Sind die Renten nicht mehr sicher? – Rentenkasse hatte Gelder bei Lehman Brothers angelegt. Und verloren!

Nicht nur Banker zocken gerne. Auch die Deutsche Rentenversicherung, wie nun bekannt wurde. 44,5 Millionen Euro hatte die Rentenkasse bei der inzwischen in die Insolvenz gegangene Investmentbank Lehman Brothers anlegt. Dieses Geld hat sich nun im wahrsten Sinne des Wortes in Luft aufgelöst. Ein Träger der Rentenversicherung hat das Geld „als Termineinlagen in verschiedenen Stückelungen bei der Lehman Brothers Bankhaus AG angelegt“, heißt es lapidar von Seiten des Bundesfinanzministeriums aus. Weitere Informationen gab es nicht, man hält sich bedeckt, möglicherweise, um nicht noch mehr Staub aufzuwirbeln. Es gibt 16 verschiedene Träger der RV im Bund und in den Ländern, einer davon hat sich nun gehörig verspekuliert. Laut Medienmeldungen sollen die verzockten Millionen aus der eisernen Reserve stammen, welche die Rentenkasse angelegt hat und die im Moment gut elf Milliarden Euro beträgt.
Für das Verhalten gab es zugleich auch Schelte seitens der Opposition. „In der Finanzkrise haben nicht nur die Banken, sondern auch die Sozialkassen versagt. Auch die Rentenversicherungen müssen ihr Risikomanagement bei Geldanlagen dringend verbessern.“, sagte der FDP-Bundestagsabgeordnete Frank Schäffler in einem Interview mit der Bild-Zeitung.

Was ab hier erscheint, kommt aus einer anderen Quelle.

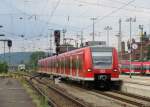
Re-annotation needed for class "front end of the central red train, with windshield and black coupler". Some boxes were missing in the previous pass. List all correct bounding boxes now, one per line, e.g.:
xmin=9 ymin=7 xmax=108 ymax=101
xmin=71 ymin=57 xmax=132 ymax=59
xmin=91 ymin=47 xmax=119 ymax=86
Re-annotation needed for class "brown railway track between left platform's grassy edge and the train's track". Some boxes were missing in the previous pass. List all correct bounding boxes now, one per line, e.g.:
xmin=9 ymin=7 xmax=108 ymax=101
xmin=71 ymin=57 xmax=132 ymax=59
xmin=15 ymin=74 xmax=90 ymax=107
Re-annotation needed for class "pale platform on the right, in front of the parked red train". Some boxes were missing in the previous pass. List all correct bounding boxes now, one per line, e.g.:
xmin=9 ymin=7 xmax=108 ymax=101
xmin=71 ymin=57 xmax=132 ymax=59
xmin=120 ymin=75 xmax=150 ymax=97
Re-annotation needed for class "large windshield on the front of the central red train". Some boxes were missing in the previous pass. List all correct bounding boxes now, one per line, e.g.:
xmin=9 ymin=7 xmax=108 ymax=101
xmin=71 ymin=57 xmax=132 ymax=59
xmin=92 ymin=49 xmax=112 ymax=68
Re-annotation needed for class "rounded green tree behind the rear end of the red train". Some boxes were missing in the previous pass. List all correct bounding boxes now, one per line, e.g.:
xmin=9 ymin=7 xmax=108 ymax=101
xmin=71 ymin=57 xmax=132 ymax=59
xmin=28 ymin=52 xmax=45 ymax=69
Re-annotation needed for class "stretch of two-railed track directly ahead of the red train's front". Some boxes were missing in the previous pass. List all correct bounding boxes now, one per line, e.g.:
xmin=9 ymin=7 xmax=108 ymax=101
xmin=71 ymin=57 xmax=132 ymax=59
xmin=93 ymin=90 xmax=150 ymax=107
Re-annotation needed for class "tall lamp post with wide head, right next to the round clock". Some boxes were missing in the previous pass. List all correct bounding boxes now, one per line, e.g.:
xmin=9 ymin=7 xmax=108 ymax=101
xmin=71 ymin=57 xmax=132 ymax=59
xmin=126 ymin=17 xmax=136 ymax=78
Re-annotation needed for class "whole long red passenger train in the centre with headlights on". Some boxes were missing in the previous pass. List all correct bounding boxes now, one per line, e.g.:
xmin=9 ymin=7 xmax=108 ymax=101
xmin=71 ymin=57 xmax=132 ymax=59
xmin=38 ymin=47 xmax=119 ymax=87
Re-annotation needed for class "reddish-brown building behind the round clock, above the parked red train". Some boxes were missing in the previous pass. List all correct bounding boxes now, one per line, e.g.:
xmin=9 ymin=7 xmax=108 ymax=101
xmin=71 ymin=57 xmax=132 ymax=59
xmin=119 ymin=35 xmax=150 ymax=61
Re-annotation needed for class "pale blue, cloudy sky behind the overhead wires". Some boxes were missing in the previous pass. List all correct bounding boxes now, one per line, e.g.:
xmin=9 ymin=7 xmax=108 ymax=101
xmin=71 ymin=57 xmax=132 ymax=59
xmin=0 ymin=0 xmax=150 ymax=53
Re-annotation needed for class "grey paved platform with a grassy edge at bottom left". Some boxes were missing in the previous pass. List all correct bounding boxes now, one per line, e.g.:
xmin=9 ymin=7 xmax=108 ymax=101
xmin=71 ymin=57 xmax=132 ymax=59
xmin=0 ymin=78 xmax=36 ymax=107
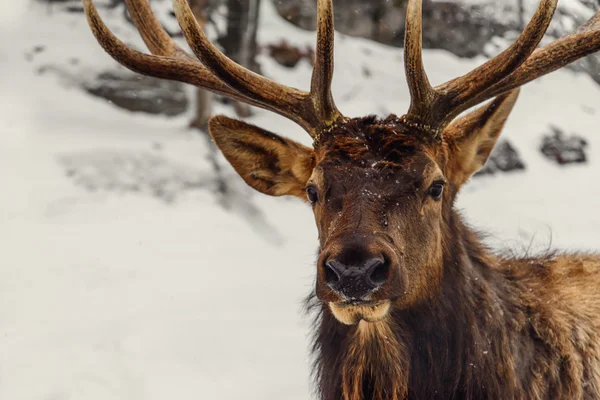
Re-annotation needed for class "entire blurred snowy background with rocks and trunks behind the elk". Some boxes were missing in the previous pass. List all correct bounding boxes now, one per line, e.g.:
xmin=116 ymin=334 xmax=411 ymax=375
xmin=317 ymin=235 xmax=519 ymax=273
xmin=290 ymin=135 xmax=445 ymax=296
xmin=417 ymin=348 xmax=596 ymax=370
xmin=0 ymin=0 xmax=600 ymax=400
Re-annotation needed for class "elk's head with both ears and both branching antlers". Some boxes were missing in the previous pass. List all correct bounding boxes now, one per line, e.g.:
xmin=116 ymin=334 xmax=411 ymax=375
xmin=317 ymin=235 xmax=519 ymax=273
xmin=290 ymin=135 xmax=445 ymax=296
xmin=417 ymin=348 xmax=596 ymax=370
xmin=84 ymin=0 xmax=600 ymax=324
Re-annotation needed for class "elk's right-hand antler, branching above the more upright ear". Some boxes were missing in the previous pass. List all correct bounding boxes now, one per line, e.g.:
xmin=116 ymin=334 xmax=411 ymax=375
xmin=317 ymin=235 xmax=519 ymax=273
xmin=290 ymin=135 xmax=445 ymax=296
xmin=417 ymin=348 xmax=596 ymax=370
xmin=403 ymin=0 xmax=600 ymax=135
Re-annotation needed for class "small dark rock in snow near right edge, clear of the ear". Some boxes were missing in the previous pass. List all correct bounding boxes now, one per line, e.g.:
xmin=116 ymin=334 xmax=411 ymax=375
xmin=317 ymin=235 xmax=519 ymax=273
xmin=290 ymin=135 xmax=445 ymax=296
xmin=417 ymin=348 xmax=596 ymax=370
xmin=540 ymin=126 xmax=587 ymax=165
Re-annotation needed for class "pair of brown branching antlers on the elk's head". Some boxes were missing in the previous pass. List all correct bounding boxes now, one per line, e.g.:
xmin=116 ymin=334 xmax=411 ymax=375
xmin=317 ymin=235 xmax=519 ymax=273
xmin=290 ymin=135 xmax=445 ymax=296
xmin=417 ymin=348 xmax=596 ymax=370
xmin=83 ymin=0 xmax=600 ymax=138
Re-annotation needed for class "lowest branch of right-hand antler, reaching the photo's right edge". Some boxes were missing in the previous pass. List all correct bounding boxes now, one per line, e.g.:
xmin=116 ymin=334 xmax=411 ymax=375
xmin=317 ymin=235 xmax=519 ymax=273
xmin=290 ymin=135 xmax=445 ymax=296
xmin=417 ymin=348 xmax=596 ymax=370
xmin=467 ymin=11 xmax=600 ymax=107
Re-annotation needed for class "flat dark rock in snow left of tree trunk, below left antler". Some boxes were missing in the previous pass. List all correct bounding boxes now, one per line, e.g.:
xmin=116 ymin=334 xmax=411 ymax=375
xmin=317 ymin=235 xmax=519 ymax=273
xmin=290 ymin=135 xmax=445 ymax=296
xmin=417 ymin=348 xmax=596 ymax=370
xmin=84 ymin=71 xmax=189 ymax=117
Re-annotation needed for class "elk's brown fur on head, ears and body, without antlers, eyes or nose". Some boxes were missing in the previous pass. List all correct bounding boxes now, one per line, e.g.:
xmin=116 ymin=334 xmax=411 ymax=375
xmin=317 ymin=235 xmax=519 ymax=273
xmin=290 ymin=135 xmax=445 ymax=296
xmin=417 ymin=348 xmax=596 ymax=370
xmin=211 ymin=97 xmax=600 ymax=400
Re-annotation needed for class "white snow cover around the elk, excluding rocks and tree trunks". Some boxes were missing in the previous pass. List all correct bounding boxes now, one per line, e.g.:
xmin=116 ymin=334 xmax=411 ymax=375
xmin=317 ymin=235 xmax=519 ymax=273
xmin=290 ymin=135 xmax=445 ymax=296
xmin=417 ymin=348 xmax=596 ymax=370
xmin=0 ymin=2 xmax=600 ymax=400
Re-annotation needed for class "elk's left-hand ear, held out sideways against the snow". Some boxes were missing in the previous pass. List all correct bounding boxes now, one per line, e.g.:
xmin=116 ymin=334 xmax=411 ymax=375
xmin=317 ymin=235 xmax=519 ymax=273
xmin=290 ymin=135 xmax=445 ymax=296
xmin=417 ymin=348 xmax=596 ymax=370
xmin=209 ymin=115 xmax=315 ymax=199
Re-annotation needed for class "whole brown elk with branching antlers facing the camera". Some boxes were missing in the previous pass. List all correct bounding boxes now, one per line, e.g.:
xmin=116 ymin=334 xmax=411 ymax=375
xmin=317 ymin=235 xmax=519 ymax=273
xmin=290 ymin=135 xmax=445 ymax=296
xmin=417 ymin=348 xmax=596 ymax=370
xmin=83 ymin=0 xmax=600 ymax=400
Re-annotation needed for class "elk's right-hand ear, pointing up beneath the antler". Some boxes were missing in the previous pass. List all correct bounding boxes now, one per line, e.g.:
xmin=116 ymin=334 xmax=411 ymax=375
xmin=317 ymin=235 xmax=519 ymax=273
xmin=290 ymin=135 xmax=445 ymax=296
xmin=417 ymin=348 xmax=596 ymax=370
xmin=443 ymin=89 xmax=519 ymax=187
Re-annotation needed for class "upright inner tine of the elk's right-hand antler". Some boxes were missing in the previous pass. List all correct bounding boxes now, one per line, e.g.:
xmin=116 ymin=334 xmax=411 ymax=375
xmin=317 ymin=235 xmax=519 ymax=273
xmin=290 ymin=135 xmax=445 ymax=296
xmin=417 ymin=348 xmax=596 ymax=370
xmin=404 ymin=0 xmax=436 ymax=119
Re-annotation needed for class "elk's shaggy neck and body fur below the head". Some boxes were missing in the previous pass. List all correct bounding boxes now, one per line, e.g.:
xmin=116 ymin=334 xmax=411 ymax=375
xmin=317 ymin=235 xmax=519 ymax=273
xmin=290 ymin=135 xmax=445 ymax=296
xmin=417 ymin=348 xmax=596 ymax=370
xmin=310 ymin=216 xmax=600 ymax=400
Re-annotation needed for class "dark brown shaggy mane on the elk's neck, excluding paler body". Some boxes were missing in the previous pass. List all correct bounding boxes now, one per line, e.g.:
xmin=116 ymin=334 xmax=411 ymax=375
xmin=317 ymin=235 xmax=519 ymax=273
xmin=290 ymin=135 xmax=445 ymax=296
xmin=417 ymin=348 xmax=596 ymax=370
xmin=313 ymin=205 xmax=533 ymax=400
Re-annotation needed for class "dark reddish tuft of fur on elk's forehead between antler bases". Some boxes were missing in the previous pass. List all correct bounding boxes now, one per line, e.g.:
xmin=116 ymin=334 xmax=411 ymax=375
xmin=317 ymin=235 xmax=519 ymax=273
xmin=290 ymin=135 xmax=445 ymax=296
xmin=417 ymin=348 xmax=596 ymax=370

Doch das Drama hört nicht bei der Rentenversicherung auf. Das Bundesfinanzministerium musste noch weitere Karten auf den Tisch legen. So hatten auch eine Unfallkasse und vier Berufsgenossenschaften ihr Geld bei der Pleitebank Lehman Brothers angelegt. Insgesamt sind hier 57,55 Millionen Euro in den Kamin gejagt worden. Es ist damit zu rechnen, dass die nicht die letzten roten Zahlen sind, die wir zu lesen bekommen. Die Pleite der Investmentbank bricht mehr und mehr wie ein Damoklesschwert über uns herein. Die drängende Frage dabei ist nun: Sind die Renten noch sicher?